Торжественность его речи нарастает с каждым сказанным им словом, атмосфера в комнате накаляется.
– А разве у них нет уроков?
– Пф… Уроки, можно подумать, – фыркает он. – Но они же шестиклассники. По утрам у них бывает свободное время. Хорошо хоть, по крайней мере, что они уйдут к обеду. И, в любом случае, я надеюсь, что скоро им станет скучно и неинтересно. Особенно когда они поймут, что я их игнорирую.
– Понятно.
– Спасибо, что провели меня мимо них. Не думаю, что у меня хватило бы духу сделать это без вас.
Он улыбается.
– Без проблем. Все это включено в наши услуги, – иронизирую я в ответ.
Не ставя сумку на пол, я начинаю рыться в ней в поисках одной из папок.
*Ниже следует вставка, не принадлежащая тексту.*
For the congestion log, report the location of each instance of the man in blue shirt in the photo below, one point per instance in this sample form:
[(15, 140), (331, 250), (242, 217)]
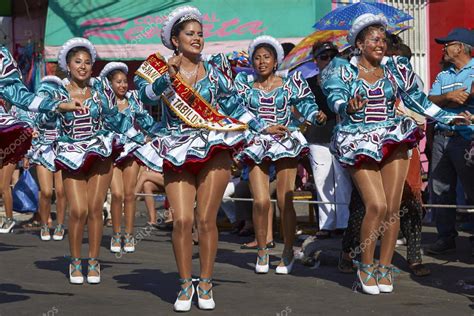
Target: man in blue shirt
[(453, 90)]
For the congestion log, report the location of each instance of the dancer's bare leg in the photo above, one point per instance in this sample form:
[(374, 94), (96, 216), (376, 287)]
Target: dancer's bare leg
[(129, 179), (286, 175), (75, 187), (211, 183), (45, 179), (6, 173), (98, 183), (116, 188), (394, 172), (181, 192), (259, 184), (60, 197), (368, 181)]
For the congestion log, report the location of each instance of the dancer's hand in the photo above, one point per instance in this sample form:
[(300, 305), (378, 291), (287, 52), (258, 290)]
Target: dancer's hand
[(463, 118), (276, 130), (26, 163), (355, 104), (321, 117), (173, 65), (458, 96), (72, 107)]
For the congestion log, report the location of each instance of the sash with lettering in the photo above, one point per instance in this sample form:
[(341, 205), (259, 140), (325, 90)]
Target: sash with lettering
[(186, 102)]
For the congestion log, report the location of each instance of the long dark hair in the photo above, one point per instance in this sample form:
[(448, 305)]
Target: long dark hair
[(178, 27)]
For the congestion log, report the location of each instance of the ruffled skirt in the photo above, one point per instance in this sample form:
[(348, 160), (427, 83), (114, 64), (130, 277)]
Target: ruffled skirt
[(373, 143), (270, 147), (79, 156), (15, 139)]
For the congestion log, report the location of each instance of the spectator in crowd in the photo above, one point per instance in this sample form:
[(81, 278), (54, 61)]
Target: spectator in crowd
[(332, 181), (453, 91)]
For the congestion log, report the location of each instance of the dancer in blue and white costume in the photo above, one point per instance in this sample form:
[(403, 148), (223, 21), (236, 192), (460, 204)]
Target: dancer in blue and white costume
[(273, 98), (15, 134), (42, 154), (126, 168), (372, 141), (85, 149), (200, 108)]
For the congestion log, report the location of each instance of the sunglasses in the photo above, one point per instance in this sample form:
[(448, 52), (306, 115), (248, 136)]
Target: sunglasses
[(446, 45), (326, 56)]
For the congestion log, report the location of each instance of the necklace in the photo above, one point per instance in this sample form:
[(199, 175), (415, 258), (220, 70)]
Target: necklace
[(189, 74), (366, 69), (82, 91), (268, 86)]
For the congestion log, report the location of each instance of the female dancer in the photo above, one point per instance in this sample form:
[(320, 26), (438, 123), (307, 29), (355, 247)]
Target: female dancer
[(85, 148), (372, 141), (125, 171), (195, 146), (271, 98), (16, 135), (42, 155)]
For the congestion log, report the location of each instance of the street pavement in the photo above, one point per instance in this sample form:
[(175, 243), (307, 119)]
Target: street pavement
[(33, 281)]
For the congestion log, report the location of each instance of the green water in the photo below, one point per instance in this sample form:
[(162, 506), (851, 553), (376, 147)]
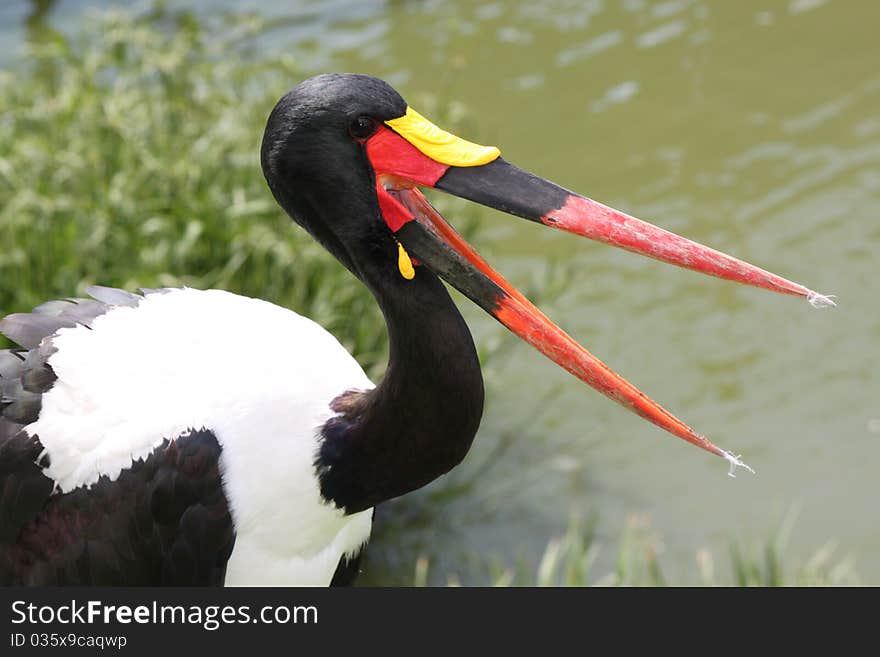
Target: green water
[(753, 127)]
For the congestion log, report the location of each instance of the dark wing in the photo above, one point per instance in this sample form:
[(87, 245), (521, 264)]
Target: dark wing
[(164, 521), (25, 373)]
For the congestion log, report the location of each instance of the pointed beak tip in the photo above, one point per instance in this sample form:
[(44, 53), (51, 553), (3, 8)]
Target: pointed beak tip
[(735, 462), (821, 300)]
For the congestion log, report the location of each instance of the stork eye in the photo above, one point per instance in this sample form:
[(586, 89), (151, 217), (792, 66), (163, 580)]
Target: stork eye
[(362, 127)]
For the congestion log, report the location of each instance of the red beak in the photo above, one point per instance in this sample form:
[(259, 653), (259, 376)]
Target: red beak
[(400, 167)]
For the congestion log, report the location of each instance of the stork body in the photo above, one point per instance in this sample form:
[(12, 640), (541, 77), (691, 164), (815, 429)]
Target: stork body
[(199, 437)]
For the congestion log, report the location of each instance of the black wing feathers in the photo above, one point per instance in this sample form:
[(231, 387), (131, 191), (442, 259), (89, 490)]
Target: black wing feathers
[(164, 521)]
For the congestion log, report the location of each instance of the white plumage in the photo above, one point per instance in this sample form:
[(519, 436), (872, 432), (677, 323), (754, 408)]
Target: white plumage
[(259, 376)]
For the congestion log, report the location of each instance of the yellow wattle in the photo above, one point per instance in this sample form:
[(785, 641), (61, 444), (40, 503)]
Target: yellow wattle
[(404, 264), (439, 145)]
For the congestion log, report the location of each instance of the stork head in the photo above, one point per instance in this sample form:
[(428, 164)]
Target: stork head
[(346, 157)]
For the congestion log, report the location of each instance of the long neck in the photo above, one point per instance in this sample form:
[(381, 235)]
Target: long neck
[(420, 421)]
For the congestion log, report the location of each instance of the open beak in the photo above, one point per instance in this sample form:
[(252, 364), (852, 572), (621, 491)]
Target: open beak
[(410, 151)]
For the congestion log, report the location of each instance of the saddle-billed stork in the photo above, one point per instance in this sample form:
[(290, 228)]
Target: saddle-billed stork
[(188, 437)]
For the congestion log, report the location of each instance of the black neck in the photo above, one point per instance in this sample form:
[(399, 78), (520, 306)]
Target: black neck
[(420, 421)]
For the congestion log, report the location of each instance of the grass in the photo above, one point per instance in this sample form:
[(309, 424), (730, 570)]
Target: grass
[(129, 157), (576, 557)]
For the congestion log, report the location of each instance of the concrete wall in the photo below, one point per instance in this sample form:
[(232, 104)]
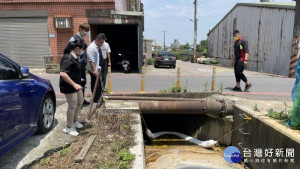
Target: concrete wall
[(269, 32), (59, 8)]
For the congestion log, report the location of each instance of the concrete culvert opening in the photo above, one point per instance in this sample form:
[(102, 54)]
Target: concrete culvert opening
[(173, 152), (122, 39)]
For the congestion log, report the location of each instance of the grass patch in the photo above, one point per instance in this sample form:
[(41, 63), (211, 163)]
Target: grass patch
[(45, 161), (176, 89), (255, 108), (126, 158), (282, 116), (149, 61), (65, 151)]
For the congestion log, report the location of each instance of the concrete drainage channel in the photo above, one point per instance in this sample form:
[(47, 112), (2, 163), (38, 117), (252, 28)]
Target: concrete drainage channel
[(170, 152)]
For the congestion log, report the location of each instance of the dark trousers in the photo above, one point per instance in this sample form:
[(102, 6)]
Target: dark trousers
[(83, 83), (238, 71), (99, 88), (104, 70)]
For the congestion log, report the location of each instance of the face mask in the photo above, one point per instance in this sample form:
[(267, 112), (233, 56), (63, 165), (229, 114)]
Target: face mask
[(84, 34)]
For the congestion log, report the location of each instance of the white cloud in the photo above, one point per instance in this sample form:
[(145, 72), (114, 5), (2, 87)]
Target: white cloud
[(173, 16)]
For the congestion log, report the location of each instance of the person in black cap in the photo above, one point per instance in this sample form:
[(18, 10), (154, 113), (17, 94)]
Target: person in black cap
[(69, 84), (83, 32), (98, 54), (240, 60)]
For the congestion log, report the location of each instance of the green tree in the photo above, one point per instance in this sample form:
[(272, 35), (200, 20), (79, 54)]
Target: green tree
[(185, 46)]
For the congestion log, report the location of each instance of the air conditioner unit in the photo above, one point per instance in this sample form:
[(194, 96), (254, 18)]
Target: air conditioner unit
[(63, 23)]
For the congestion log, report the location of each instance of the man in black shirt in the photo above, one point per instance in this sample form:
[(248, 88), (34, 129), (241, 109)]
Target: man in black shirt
[(83, 32), (240, 60)]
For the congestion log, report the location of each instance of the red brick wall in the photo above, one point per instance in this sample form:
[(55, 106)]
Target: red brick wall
[(64, 9)]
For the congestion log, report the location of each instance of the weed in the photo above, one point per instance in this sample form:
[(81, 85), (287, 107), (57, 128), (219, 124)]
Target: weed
[(65, 151), (221, 87), (126, 158), (96, 144), (174, 89), (282, 116), (255, 108), (125, 127), (261, 71), (185, 88), (206, 85), (149, 61), (45, 161), (163, 91)]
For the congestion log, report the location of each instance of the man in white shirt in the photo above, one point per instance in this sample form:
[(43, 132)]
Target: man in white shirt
[(98, 56)]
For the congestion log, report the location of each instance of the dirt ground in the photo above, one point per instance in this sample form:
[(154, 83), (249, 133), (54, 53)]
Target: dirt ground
[(167, 154), (109, 150)]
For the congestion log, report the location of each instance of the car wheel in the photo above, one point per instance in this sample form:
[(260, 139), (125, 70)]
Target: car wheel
[(46, 114)]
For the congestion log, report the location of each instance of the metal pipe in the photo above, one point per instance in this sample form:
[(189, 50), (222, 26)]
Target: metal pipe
[(143, 80), (149, 98), (178, 77), (187, 107), (213, 81), (109, 80)]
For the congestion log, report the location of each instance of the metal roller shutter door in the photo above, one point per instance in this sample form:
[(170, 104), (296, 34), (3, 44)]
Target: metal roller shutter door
[(25, 40)]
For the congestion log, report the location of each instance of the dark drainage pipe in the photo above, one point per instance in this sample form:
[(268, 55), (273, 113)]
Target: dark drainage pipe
[(187, 107), (149, 98)]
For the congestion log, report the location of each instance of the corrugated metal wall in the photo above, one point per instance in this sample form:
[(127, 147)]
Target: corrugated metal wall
[(269, 32), (25, 40)]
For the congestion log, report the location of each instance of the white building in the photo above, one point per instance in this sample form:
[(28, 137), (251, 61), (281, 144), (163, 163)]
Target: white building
[(268, 27)]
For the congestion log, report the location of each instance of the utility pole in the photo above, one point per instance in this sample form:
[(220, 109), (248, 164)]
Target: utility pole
[(296, 40), (164, 39), (195, 31)]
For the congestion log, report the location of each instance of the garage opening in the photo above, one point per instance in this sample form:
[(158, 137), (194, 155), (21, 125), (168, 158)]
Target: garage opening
[(123, 39)]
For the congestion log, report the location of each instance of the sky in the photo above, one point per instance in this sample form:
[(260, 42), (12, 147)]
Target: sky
[(174, 16)]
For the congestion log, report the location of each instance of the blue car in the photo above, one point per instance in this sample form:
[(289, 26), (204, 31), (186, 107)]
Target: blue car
[(27, 104)]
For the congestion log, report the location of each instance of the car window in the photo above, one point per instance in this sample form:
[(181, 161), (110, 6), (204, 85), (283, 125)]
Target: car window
[(165, 54), (7, 70)]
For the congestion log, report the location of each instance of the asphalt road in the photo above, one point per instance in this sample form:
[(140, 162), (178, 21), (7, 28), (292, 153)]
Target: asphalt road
[(197, 78)]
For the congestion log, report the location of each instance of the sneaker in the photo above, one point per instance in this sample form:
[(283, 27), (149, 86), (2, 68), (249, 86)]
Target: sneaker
[(237, 89), (78, 125), (86, 102), (247, 87), (70, 130)]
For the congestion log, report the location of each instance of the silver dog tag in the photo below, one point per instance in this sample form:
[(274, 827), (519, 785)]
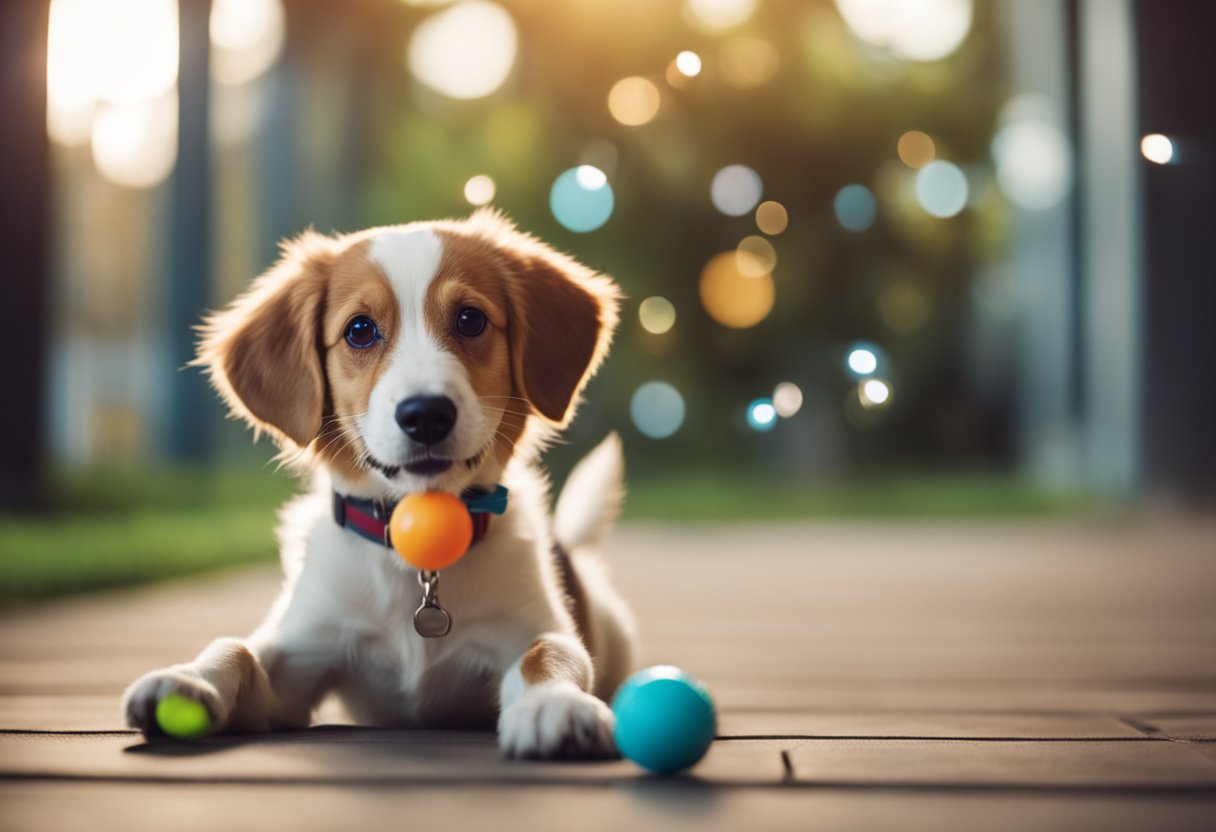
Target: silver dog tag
[(431, 620)]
Я пытаюсь вытащить ее на весу и неловко роняю на пол, содержимое папки рассыпается вокруг. Я опускаюсь на корточки, чтобы собрать файлы. Джереми тоже приседает и начинает помогать мне. Мы находимся очень близко друг к другу. В какое-то мгновение я ощущаю тепло, исходящее от его тела, и шутки Николь про молодых привлекательных мужчин эхом отдаются в моем сознании. Нет-нет, я определенно не могу испытывать какого-то влечения к своему клиенту. Я быстро встаю, слегка встревоженная своими неясными ощущениями. В эту секунду звонит мой телефон, и я моментально прихожу в себя. Это Барбара, она говорит, что уже где-то рядом.
– Мне нужно пойти переодеться для судебного заседания, – сообщаю я Джереми, поправляя юбку. – Барбара будет здесь с минуты на минуту. И не забывайте, что слушание назначено на половину десятого. Сегодня все должно начаться пораньше.
Я распахиваю дверь и выхожу из комнаты для переговоров с такой стремительностью, что застаю врасплох этих торчащих в коридоре подростков. Я случайно стукнула одну из них по ноге своей сумкой.
– Ой! – вскрикивает эта девочка.
И я поворачиваюсь к ней и извиняюсь. Но на самом деле я не чувствую за собой абсолютно никакой вины.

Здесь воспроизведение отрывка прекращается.